American Presidents and Oliver Stone is now available!
Perhaps no current filmmaker has made more provocative films about American history than Oliver Stone. In this book, Carl Freedman gives a detailed and nuanced account of the presidencies of John F. Kennedy, Richard Nixon and George W. Bush as fictionalized in Stone’s biographical films JFK, Nixon and W.
Offering detailed historical perspectives alongside careful aesthetic criticism, Freedman explores how Stone uses melodrama, tragedy and farce to transform politics into national mythology. Synthesizing film criticism with political and historical analysis, the book transcends the limitations of formalism and empiricism, reflecting on both Stone’s achievements as a filmmaker and American politics of the past sixty years.

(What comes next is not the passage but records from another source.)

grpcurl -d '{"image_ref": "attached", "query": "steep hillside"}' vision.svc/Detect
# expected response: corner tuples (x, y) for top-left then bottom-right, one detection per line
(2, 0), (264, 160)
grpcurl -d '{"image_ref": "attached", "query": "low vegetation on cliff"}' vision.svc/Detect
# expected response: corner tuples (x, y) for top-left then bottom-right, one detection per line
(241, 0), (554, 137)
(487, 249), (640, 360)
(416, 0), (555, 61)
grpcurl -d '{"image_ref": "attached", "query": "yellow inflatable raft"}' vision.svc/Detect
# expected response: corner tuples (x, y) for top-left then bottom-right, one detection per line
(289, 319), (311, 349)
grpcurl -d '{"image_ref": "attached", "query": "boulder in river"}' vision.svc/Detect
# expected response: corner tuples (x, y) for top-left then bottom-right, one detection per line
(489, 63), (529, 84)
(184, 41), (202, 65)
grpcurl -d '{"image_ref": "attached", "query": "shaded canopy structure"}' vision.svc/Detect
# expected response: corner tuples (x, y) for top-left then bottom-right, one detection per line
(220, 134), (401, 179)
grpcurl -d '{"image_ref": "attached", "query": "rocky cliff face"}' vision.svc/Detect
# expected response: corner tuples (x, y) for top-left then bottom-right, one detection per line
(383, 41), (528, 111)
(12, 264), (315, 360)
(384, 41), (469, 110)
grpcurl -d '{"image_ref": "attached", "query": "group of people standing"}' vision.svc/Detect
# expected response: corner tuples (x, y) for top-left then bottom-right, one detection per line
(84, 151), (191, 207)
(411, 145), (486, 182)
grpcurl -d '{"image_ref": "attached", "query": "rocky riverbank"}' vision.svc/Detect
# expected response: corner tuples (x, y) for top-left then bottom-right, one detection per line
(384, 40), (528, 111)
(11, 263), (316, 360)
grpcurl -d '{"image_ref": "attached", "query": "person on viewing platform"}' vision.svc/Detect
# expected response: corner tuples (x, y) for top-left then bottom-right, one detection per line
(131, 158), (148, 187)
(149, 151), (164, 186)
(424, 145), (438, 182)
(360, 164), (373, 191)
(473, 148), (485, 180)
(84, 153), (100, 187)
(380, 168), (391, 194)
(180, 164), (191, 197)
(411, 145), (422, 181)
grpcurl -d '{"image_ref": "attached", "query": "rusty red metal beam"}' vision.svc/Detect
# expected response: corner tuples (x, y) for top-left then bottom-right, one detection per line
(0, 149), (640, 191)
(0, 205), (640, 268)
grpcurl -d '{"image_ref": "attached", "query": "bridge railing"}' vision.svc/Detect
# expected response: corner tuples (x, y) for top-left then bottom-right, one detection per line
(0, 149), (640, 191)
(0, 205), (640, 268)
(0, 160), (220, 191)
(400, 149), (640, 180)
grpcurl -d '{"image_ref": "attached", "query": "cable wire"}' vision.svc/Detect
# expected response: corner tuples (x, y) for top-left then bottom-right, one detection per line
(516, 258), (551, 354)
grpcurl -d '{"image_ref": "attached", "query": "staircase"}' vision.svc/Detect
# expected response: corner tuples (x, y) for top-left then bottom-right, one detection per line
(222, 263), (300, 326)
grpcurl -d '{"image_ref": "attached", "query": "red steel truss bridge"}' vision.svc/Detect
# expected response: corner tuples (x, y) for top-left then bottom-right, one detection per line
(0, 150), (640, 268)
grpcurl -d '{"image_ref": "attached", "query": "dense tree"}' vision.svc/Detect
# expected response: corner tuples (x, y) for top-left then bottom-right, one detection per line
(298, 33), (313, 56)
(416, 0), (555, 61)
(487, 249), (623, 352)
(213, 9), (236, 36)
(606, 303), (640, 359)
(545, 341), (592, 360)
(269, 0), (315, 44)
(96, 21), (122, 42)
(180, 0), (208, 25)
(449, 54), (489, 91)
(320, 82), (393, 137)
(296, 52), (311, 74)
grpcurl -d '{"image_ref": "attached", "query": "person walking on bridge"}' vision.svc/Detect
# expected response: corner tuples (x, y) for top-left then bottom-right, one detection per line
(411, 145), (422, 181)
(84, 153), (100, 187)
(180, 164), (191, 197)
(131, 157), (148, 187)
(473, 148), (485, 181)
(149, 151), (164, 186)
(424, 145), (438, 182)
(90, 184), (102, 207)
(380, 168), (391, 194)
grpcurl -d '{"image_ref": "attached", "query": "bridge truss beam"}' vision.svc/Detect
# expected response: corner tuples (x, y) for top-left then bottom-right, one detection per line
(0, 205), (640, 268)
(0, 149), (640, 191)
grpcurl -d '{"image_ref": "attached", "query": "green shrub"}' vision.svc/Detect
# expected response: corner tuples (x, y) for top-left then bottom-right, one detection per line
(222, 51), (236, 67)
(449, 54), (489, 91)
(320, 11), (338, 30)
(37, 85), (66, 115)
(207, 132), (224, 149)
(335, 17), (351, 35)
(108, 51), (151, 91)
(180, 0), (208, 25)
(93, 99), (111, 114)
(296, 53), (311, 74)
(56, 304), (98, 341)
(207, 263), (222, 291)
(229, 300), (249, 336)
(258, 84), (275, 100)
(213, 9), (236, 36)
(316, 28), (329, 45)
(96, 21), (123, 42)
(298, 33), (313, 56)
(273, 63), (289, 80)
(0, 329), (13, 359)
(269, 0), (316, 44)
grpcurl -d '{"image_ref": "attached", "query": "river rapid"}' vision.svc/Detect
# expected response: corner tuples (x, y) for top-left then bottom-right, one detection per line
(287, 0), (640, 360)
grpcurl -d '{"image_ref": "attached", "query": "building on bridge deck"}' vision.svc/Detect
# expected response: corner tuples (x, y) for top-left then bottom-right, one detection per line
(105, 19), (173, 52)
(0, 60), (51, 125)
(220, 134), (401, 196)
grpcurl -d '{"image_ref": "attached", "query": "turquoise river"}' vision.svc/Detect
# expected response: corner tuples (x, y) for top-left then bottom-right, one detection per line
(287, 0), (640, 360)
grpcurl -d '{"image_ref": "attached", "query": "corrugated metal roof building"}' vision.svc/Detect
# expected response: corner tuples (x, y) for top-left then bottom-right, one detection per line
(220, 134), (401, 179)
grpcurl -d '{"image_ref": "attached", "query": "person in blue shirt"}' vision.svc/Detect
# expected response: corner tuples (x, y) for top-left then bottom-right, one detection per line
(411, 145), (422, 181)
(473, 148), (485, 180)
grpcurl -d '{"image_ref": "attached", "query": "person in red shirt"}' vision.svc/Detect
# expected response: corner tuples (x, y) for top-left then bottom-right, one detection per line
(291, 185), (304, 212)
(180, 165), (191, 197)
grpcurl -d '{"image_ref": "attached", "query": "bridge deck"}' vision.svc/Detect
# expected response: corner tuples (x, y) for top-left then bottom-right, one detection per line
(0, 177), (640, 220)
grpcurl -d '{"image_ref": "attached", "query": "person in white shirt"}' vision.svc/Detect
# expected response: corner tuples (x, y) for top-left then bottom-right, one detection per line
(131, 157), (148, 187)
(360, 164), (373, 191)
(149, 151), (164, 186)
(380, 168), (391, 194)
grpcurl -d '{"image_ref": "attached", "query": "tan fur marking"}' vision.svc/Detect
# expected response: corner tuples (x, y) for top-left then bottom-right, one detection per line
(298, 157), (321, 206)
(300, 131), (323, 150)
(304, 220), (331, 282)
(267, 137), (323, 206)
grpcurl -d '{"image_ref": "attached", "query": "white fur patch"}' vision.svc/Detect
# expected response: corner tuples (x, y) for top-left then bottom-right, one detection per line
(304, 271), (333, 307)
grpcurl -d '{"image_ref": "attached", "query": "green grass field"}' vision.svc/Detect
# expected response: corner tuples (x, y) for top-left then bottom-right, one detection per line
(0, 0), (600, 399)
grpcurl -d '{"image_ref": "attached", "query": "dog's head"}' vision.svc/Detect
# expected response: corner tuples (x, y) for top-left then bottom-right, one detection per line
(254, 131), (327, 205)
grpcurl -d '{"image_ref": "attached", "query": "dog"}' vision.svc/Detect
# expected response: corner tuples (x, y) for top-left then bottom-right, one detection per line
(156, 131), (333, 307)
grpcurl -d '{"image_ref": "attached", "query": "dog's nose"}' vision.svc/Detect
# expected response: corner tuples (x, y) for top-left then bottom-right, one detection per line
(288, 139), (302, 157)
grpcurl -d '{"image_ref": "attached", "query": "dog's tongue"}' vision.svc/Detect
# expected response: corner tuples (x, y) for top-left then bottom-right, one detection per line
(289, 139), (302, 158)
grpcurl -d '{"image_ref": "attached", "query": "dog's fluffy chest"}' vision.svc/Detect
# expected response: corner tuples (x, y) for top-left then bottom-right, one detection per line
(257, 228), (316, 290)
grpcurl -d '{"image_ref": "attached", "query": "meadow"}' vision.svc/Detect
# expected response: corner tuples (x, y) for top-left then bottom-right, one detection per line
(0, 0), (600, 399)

Oliver Stone’s importance among filmmakers as the major chronicler of recent US history is the starting point for the analysis of his three ‘presidential’ films: JFK, Nixon and W. While not claiming equal artistic merit for Stone’s films, Freedman makes some comparison with Shakespeare’s history plays and draws on T.S. Eliot’s notion of ‘essential history’ to transcend the barren dichotomy of formalism versus empiricism – that is treating historical fiction as either only pure fiction, with nothing to say about real history, or judging it as non-fiction by the extent to which it adheres to superficial historical detail. Instead the focus is on the capacity of Stone’s films to illuminate the structural workings of history, contemporary and general.
Freedman is thoroughly familiar with his subject, and his meticulous attention to historical accuracy and critical attention to the films is impeccable. This book has a powerfully original focus and makes a significant contribution to the field through offering these detailed historical perspectives alongside much more careful aesthetic criticism of the films. It has the potential to become not only a great source on its subject, but a model of how to approach historical fiction in general.
This is an academic study but is written in such an accessible style that it will have genuine appeal to the general reader – to anyone with an interest in cinema, politics and recent history. Wide-ranging, accessible and highly original, American Presidents combines erudition and complex analysis with jargon-free writing and is sure to engage anyone interested in the intersection of American politics and cinema.
The academic readership will be among humanities scholars and students of film, popular culture, media, politics, political history and modern history. It will be highly relevant to undergraduate and postgraduate students studying film or modern American history and culture.